Recently, a series of three successful workshops on Women and AIDS were conducted in Bihar, Kerala and Nepal under UNESCO sponsorship. They centred on questions such as "Why Women and AIDS", sexual behaviour, implications for women, risk reduction, awareness and self protection, the development of culturally sensitive. teaching and learning material, etc. Interestingly, such culture-specific material to get across the AIDS message was produced by the women participants themselves at each of the workshops in. the form of plays, slogans, songs and stories. The wide-ranging materials on different aspects of social, economic and family life that the meetings threw up testified to the keen interest and involvement the women showed in what, after all, affected their lives directly. 

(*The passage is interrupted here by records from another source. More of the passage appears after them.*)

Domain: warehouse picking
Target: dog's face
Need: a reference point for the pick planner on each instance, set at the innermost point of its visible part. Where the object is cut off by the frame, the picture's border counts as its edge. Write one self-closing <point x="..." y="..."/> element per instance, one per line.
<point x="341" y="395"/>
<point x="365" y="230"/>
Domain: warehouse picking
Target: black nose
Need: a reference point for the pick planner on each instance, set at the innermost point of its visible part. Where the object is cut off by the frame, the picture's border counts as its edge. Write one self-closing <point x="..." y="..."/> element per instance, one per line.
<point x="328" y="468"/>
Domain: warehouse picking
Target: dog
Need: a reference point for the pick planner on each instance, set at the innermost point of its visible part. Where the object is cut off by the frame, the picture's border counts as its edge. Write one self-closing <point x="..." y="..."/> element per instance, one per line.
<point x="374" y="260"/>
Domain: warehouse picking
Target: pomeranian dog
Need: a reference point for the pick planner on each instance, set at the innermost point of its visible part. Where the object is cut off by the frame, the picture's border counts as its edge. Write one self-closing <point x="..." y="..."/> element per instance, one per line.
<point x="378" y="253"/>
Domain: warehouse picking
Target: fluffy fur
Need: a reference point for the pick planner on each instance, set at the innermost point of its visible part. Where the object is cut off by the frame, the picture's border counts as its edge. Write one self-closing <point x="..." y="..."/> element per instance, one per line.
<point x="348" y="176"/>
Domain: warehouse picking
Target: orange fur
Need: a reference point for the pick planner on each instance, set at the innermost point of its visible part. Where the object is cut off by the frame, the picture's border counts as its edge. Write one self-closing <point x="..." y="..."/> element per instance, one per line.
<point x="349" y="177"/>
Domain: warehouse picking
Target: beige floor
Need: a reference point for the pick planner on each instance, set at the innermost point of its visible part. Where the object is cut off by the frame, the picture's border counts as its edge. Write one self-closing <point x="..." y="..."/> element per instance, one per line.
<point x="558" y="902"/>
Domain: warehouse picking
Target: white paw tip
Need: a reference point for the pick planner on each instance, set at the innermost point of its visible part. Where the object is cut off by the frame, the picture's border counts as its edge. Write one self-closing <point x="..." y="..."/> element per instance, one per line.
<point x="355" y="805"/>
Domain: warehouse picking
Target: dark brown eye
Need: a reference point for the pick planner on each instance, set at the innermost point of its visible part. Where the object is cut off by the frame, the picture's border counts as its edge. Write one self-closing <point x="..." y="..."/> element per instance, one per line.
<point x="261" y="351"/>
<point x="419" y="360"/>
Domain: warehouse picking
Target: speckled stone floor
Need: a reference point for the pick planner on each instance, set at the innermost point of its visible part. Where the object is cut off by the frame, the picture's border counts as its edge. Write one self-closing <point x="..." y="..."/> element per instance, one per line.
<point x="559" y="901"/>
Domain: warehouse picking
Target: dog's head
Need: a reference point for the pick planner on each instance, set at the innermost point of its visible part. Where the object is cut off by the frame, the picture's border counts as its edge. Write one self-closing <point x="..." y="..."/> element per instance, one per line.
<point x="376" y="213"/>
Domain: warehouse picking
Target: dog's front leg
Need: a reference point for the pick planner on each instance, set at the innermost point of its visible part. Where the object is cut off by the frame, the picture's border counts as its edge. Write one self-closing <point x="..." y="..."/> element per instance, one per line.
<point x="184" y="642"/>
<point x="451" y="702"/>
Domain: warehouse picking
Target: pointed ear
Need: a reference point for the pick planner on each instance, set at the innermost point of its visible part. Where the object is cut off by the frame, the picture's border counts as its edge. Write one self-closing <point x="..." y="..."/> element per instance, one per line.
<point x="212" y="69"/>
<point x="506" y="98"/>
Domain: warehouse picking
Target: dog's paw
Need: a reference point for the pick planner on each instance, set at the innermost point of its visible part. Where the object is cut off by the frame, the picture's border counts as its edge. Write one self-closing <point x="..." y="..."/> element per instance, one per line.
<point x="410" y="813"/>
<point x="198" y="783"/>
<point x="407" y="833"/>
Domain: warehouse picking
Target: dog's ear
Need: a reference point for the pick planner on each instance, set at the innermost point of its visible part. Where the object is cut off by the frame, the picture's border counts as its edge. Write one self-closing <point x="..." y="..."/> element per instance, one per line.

Distance education and open learning have assumed special importance in the E-9 countries and are now seen as an alternative educational delivery system. (It may be recalled that UNESCO was involved in the training of distance educators through a pilot workshop in 1984). They focus on teacher training and non-formal education, on overcoming the barriers of remoteness, social disadvantage and inequitable resource distribution through high technology, media-based materials, school clusters and local resource persons and thereby extend learning opportunities to more People. Since 1995, and as a first step in the preparation of a management system for coordinating open schooling in India, the Office has embarked on the making of a database on distance education and open schooling for EFA in India - complete with information on programmes, courses and instructional materials ill print, audio and video forms. Thus, what began in a small way -- the education programme was, after all, the junior partner in an office dominated largely by the science programme has grown steadily from localised initiatives, papers and studies to district and block level operations.